Trying to run with TGI - i try to run the model with doctor I am using 8 h200 gpu on Amazon ec2 p5en.48xlarge
Hi with this command .
docker run \ --gpus all \ --shm-size 32g \ -e HUGGINGFACE_CACHE_PATH=/mnt/data \ -e HF_TOKEN=**" \ -e NCCL_BLOCKING_WAIT=1 \ -e NCCL_ASYNC_ERROR_HANDLING=1 \ -e NCCL_DEBUG=INFO \ -e NCCL_TIMEOUT=3600 \ -e TORCH_NCCL_TRACE_BUFFER_SIZE=1048576 \ -p 8090:80 \ -v /mnt/data:/data \ ghcr.io/huggingface/text-generation-inference:latest \ --model-id meta-llama/Llama-4-Maverick-17B-128E-Instruct \ --max-input-length 70000 \ --max-total-tokens 72000 \ --max-batch-prefill-tokens 70000 \ --num-shard 8 \ --sharded true \ --revision main
I try to run llama 4 mavric
But facing issue with the GPU it's asking for more space and most probably not supported with TGI how I can run this model fully and what library I need to install,can anyone help me please.

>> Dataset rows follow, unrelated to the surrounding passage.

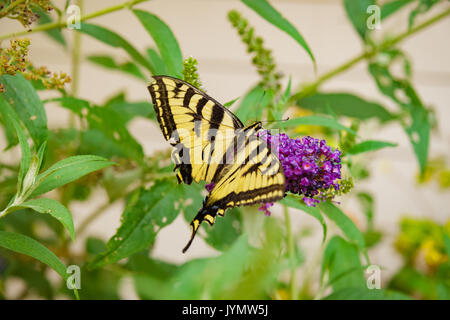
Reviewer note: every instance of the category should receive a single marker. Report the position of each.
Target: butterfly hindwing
(255, 176)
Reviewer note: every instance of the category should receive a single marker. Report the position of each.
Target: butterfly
(211, 144)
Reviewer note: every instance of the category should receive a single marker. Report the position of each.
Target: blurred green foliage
(255, 257)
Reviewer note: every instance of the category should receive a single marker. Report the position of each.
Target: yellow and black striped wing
(255, 176)
(199, 127)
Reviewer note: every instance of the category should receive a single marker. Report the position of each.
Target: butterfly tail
(207, 214)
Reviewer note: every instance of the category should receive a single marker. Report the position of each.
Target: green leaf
(417, 125)
(23, 98)
(357, 13)
(109, 63)
(370, 145)
(341, 260)
(68, 170)
(35, 279)
(25, 245)
(159, 66)
(345, 104)
(76, 105)
(146, 213)
(344, 223)
(113, 127)
(228, 268)
(391, 7)
(131, 110)
(295, 202)
(447, 244)
(316, 121)
(165, 41)
(269, 13)
(149, 274)
(225, 231)
(366, 294)
(12, 119)
(55, 209)
(113, 39)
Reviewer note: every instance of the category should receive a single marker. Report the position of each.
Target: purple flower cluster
(310, 166)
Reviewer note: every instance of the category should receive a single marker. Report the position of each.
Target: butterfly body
(212, 144)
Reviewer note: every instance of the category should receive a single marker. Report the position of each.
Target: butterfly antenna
(276, 120)
(193, 233)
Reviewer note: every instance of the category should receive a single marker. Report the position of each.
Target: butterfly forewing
(211, 144)
(200, 127)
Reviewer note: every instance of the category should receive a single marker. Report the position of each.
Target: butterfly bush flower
(311, 167)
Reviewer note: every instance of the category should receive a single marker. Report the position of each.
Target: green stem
(62, 24)
(94, 215)
(6, 10)
(312, 87)
(76, 57)
(291, 252)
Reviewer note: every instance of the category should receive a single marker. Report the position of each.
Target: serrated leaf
(295, 202)
(113, 126)
(315, 121)
(113, 39)
(147, 212)
(12, 119)
(269, 13)
(55, 209)
(345, 104)
(68, 170)
(22, 244)
(23, 98)
(165, 41)
(370, 145)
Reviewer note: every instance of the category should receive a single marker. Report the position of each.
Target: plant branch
(76, 57)
(312, 87)
(63, 24)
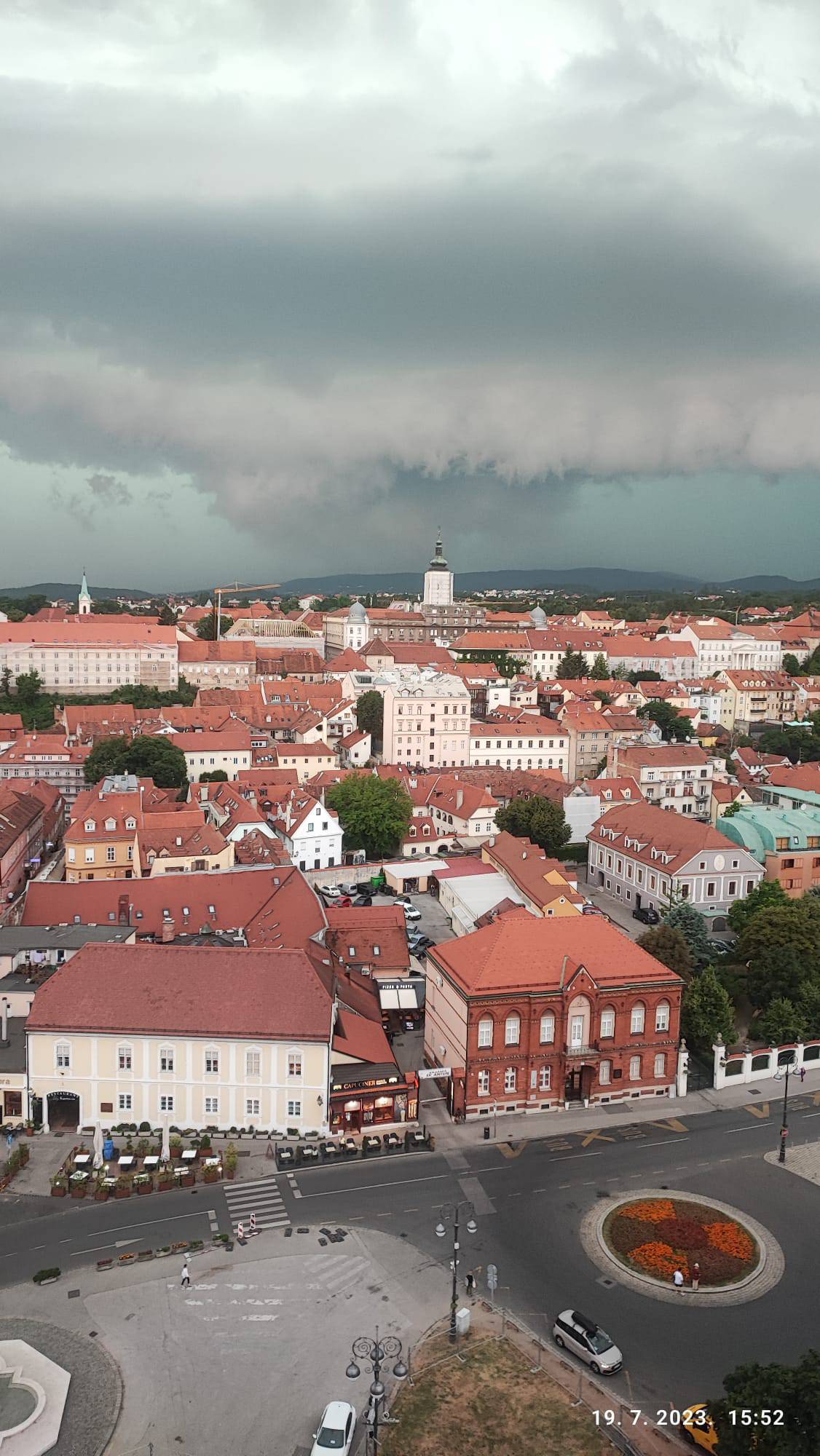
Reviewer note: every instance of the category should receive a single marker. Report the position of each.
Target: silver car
(589, 1342)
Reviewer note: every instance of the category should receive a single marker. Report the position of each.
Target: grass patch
(492, 1404)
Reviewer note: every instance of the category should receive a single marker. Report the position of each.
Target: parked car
(647, 915)
(336, 1431)
(589, 1342)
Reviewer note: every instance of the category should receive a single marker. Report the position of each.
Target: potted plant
(229, 1163)
(47, 1276)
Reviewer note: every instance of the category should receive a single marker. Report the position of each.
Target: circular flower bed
(658, 1237)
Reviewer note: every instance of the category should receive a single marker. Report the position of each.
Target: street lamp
(783, 1072)
(449, 1215)
(375, 1353)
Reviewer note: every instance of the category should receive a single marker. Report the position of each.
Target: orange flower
(652, 1211)
(730, 1238)
(659, 1260)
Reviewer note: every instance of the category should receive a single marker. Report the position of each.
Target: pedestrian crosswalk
(259, 1196)
(336, 1272)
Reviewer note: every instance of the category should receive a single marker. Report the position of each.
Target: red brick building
(534, 1014)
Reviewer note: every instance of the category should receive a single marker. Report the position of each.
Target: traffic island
(674, 1247)
(487, 1397)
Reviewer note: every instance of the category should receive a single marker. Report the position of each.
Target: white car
(336, 1431)
(589, 1342)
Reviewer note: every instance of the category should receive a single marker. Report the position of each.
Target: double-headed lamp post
(449, 1215)
(374, 1355)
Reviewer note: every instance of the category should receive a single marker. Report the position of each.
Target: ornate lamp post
(374, 1355)
(451, 1214)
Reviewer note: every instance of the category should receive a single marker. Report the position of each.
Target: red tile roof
(187, 992)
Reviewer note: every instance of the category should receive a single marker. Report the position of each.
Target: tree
(538, 820)
(573, 665)
(668, 720)
(768, 893)
(208, 628)
(792, 1390)
(669, 947)
(148, 758)
(707, 1013)
(781, 1021)
(371, 716)
(375, 813)
(693, 927)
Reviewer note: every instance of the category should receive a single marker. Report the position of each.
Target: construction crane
(234, 586)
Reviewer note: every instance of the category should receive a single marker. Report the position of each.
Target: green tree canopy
(707, 1013)
(693, 925)
(768, 893)
(792, 1390)
(371, 716)
(375, 813)
(148, 758)
(669, 947)
(535, 819)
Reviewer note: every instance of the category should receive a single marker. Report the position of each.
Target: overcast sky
(288, 283)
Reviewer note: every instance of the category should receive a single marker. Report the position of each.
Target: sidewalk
(528, 1126)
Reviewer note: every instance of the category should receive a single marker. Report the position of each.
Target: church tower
(85, 599)
(439, 580)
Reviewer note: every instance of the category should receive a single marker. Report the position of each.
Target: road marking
(395, 1183)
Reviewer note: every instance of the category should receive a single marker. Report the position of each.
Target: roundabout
(644, 1240)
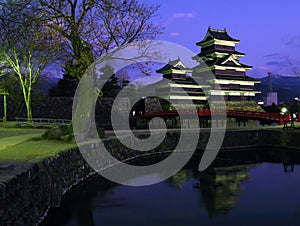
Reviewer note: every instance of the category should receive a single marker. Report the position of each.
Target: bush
(101, 132)
(56, 133)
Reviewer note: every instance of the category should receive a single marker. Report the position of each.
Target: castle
(219, 58)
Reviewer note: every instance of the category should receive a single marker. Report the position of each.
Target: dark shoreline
(40, 185)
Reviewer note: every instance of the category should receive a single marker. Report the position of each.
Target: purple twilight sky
(269, 30)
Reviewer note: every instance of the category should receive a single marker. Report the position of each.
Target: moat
(249, 187)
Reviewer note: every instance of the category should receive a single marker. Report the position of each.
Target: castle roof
(175, 65)
(217, 34)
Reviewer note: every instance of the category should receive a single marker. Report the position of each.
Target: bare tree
(91, 28)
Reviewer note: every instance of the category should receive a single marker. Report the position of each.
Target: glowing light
(284, 110)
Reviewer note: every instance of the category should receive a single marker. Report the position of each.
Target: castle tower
(179, 84)
(219, 54)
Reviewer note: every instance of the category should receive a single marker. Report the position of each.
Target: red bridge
(264, 117)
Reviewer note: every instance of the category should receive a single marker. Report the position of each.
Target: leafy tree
(26, 48)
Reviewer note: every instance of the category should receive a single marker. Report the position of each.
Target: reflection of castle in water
(219, 188)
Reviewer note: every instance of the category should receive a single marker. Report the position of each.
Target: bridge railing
(267, 116)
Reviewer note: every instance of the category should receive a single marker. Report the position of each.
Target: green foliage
(65, 87)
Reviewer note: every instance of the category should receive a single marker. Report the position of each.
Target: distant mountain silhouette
(287, 87)
(45, 83)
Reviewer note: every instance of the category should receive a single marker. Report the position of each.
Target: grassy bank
(19, 145)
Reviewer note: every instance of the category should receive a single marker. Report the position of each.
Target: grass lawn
(20, 145)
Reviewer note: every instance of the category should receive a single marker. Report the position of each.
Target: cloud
(271, 55)
(291, 41)
(183, 15)
(180, 15)
(174, 34)
(277, 63)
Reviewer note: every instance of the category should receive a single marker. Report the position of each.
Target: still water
(249, 187)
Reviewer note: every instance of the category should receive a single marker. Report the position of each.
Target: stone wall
(61, 108)
(29, 190)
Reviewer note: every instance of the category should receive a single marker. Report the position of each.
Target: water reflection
(219, 188)
(241, 187)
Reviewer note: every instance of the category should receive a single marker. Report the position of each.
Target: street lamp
(284, 110)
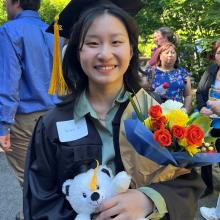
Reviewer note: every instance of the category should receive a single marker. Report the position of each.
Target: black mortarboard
(71, 12)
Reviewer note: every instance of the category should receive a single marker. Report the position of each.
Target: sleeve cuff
(4, 129)
(158, 200)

I’m running into the exact same issue.
Even on an H100 the model won’t start. When I enable Flex Attention I get version-mismatch errors, if I remove Flex Attention the model loads but immediately hits OOM. Could someone share the exact CUDA, torch version, and minimum gpu vram just for inference?